The Academic Advising and Retention Center brought in some new changes following the beginning of the 2014 fall semester. The Learning Center, dorms and the Fine Arts Center will no longer have monitored study halls. Russell Curley, director of AARC, said the AARC is all about retention.

“We have a limited budget,” he said.  “And so we have to decide what we can and can’t afford. We’ve had to make some cuts and so we looked at all of our program, and the monitored study hall was a passive program.”  

Most of the students that came to the monitored study hall were required to attend, but most didn’t make an appearance. 

“Students resented it,” Curley said. “It was very inconvenient for them.”

Upon looking at the programs offered at the AARC, Curley said that the monitored study halls didn’t serve the entire student body, and with DSU having a new 24-hour study lounge, they were cut. 

“It was a decision on priorities,” he said.

The AARC has decided to transform the former study hall into an Active Learning Lab. The lab will consist of a series of competency-based workshops offered to students in areas like academic planning, study skills, test taking skills and other programs that can help students handle academic difficulty.

“We wanted our programs to be more proactive,” Curley said. 

Competency-based means that the AARC will actually teach the students skills that are a part of the workshop and they will have the opportunity to demonstrate those learned skills. 

“They (workshops) will become the main components of BEP (Best Expectations Programs) and STEPS (Success Through Evaluation, Placement, and Support),” Curley said.

BEP and STEPS are programs AARC offers to help students with academics.

Another of these changes was the decision to re-evaluate the tutoring program.

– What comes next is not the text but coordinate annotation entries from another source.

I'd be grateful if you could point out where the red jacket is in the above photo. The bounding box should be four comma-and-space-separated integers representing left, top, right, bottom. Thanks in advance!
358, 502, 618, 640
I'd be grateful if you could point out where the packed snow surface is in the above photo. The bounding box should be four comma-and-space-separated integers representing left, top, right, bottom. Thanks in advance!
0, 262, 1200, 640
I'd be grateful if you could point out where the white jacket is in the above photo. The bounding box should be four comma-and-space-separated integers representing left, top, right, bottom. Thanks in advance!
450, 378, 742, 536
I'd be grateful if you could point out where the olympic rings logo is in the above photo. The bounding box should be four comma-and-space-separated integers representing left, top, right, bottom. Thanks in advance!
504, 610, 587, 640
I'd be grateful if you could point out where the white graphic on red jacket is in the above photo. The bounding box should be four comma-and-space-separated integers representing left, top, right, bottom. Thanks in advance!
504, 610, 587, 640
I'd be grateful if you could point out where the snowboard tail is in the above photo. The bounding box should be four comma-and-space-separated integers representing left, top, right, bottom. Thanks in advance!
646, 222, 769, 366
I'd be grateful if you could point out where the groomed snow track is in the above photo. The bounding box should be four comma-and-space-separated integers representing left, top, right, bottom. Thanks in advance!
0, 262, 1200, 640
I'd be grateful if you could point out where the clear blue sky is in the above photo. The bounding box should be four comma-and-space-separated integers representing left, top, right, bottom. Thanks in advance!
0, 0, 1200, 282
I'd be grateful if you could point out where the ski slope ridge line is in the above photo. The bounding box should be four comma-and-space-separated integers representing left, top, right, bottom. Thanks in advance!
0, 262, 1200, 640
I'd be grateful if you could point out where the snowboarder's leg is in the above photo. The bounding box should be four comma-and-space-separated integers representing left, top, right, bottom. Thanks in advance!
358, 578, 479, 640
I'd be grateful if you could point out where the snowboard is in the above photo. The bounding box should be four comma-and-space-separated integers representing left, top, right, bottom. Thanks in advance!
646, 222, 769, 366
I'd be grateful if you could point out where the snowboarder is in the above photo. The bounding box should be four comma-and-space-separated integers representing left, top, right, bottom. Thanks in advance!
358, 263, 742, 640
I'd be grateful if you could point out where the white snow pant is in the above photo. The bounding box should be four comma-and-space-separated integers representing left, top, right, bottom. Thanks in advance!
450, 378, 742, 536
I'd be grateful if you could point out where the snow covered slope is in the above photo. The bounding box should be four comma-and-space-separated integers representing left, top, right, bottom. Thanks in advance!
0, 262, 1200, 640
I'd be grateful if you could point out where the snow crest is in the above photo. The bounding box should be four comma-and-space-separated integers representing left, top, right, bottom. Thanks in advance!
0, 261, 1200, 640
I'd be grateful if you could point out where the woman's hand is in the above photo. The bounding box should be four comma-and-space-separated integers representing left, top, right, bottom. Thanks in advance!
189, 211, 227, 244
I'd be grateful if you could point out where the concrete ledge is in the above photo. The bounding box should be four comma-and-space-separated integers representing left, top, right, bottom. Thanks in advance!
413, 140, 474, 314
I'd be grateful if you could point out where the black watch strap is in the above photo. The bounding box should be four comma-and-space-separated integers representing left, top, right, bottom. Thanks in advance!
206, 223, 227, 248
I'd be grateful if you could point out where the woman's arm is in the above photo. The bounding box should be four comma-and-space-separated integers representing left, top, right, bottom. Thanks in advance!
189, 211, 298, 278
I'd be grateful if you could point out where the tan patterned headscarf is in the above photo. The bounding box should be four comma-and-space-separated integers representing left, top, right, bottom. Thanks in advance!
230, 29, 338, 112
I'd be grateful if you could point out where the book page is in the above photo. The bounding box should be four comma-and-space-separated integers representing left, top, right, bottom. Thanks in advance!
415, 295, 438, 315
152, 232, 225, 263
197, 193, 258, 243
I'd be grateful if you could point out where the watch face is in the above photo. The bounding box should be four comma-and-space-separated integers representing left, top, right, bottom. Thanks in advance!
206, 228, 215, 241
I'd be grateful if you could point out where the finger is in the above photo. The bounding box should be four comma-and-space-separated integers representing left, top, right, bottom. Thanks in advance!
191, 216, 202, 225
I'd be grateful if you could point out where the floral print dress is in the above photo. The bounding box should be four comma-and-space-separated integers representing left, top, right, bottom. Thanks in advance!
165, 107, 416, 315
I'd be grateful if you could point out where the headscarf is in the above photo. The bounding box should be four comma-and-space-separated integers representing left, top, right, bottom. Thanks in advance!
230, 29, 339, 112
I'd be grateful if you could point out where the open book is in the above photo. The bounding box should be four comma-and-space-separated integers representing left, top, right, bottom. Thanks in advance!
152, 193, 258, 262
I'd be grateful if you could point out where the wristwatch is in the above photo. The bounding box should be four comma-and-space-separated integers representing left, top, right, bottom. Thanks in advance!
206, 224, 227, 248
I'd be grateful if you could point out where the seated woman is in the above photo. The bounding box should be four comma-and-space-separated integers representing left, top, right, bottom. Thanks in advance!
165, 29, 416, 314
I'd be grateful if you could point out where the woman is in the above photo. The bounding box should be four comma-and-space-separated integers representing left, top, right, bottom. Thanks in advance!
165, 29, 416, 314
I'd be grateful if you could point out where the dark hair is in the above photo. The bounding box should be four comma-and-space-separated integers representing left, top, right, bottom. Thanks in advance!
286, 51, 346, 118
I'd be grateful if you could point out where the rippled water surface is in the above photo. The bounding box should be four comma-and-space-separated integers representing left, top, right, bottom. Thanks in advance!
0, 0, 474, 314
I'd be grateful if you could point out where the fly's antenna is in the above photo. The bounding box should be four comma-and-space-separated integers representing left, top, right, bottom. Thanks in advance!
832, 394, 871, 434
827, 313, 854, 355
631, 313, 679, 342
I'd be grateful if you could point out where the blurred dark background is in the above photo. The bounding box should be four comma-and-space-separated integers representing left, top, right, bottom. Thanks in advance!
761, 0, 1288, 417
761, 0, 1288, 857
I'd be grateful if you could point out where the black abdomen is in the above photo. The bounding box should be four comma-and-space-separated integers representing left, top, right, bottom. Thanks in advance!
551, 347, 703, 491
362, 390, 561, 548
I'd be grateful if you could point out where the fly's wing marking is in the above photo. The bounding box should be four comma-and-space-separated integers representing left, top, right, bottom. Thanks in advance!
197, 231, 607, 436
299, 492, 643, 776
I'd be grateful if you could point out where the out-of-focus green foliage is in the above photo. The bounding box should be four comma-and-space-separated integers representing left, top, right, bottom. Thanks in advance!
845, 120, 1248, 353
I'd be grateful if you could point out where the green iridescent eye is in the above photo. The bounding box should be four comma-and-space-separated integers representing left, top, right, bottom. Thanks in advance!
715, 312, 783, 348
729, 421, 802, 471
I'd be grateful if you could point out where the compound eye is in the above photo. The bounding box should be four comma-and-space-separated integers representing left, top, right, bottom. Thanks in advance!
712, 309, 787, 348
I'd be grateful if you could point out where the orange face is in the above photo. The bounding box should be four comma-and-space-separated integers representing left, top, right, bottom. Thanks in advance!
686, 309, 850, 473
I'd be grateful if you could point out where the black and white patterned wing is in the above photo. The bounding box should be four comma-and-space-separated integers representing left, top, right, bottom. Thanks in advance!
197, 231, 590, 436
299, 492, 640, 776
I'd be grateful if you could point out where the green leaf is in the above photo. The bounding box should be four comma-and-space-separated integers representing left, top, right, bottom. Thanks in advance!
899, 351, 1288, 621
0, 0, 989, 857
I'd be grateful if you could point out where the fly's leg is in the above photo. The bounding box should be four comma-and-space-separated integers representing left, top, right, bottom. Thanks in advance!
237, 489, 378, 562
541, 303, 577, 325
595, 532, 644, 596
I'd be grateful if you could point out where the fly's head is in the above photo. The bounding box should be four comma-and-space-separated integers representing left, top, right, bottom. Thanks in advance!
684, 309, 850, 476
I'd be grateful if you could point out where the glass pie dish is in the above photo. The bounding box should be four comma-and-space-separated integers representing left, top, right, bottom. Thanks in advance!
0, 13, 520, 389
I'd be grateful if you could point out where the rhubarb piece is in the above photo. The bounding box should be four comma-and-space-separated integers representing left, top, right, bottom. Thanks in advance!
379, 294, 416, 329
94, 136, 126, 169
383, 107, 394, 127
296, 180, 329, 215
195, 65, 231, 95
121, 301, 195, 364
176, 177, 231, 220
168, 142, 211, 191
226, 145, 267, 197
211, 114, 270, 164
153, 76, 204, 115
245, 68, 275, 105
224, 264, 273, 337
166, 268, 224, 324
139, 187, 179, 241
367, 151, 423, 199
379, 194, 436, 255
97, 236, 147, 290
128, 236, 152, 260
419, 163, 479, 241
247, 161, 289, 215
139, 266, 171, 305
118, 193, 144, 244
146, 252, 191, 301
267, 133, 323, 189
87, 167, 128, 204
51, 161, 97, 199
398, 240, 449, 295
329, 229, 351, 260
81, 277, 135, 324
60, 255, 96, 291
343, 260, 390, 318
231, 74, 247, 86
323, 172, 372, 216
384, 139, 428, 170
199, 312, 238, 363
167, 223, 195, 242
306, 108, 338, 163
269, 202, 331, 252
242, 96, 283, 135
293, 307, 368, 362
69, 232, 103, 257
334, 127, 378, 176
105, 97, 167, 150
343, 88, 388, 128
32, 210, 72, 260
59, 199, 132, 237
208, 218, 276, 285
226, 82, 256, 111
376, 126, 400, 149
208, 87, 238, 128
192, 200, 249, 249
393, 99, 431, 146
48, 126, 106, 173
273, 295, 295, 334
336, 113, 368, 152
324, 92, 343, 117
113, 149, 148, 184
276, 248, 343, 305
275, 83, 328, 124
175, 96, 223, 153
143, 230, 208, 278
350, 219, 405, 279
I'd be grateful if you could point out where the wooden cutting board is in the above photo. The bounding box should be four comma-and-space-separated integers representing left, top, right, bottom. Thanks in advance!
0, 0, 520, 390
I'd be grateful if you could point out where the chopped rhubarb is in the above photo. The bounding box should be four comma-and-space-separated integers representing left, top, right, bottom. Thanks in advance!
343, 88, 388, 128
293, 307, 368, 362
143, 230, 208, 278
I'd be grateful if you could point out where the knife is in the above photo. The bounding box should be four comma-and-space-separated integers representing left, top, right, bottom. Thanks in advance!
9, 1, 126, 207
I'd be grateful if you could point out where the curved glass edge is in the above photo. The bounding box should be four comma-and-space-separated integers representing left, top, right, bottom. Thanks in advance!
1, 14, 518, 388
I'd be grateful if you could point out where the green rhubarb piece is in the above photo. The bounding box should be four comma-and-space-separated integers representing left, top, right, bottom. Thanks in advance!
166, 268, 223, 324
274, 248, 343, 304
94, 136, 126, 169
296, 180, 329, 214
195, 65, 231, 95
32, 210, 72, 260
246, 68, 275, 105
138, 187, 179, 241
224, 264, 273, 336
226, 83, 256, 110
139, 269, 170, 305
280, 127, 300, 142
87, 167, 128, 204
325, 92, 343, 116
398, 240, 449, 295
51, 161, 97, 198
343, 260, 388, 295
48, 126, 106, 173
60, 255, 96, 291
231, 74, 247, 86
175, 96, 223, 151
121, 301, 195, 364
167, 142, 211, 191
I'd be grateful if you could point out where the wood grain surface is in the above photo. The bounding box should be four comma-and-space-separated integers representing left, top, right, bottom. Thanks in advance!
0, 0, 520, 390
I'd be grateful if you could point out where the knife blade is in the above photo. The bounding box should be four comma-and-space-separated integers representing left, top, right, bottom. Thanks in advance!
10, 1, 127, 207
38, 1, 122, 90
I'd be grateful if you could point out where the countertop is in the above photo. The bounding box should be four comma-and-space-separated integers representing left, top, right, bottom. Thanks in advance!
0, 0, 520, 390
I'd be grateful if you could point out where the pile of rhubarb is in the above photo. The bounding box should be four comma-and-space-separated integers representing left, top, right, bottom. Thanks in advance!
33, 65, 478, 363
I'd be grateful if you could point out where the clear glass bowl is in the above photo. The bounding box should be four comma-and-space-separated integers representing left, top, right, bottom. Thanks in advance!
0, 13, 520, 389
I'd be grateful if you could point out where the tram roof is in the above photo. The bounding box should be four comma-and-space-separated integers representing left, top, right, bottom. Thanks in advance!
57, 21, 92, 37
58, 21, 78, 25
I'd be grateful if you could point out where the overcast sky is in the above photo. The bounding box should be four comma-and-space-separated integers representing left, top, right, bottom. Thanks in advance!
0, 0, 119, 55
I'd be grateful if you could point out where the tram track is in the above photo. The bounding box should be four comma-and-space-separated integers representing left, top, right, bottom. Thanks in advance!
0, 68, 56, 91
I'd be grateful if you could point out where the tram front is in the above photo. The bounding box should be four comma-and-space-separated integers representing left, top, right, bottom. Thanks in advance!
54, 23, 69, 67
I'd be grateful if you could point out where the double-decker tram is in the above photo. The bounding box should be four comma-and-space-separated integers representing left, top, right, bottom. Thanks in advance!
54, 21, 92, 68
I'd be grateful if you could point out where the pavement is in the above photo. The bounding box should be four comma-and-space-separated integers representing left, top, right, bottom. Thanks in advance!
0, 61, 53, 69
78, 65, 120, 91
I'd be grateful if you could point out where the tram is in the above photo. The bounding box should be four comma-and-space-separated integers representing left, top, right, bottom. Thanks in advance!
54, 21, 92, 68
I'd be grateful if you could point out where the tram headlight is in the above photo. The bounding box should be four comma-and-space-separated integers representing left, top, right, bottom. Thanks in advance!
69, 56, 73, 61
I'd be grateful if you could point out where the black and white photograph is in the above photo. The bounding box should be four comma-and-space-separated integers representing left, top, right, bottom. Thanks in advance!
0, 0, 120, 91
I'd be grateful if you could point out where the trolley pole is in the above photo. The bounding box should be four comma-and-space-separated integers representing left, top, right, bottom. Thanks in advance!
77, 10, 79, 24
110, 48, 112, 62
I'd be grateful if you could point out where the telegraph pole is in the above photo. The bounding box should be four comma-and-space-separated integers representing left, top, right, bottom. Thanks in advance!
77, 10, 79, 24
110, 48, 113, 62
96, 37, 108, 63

Christopher Jensen, associate director of AARC, said that the goal is to make the largest impact as possible for the tutoring programs. 

“We’re looking at the courses that are high enrollment and high need for students, and we’re going to start catering more towards those,” Jensen said.  

AARC also plans to introduce group tutoring. If students are struggling to get an appointment, then they can do groups of five. Jensen said that in the long term the AARC hopes to be able to serve students better.  

“It’s more about retention, student success and teaching them,” he said. “It’s what’s needed for them to be successful here at WKU.”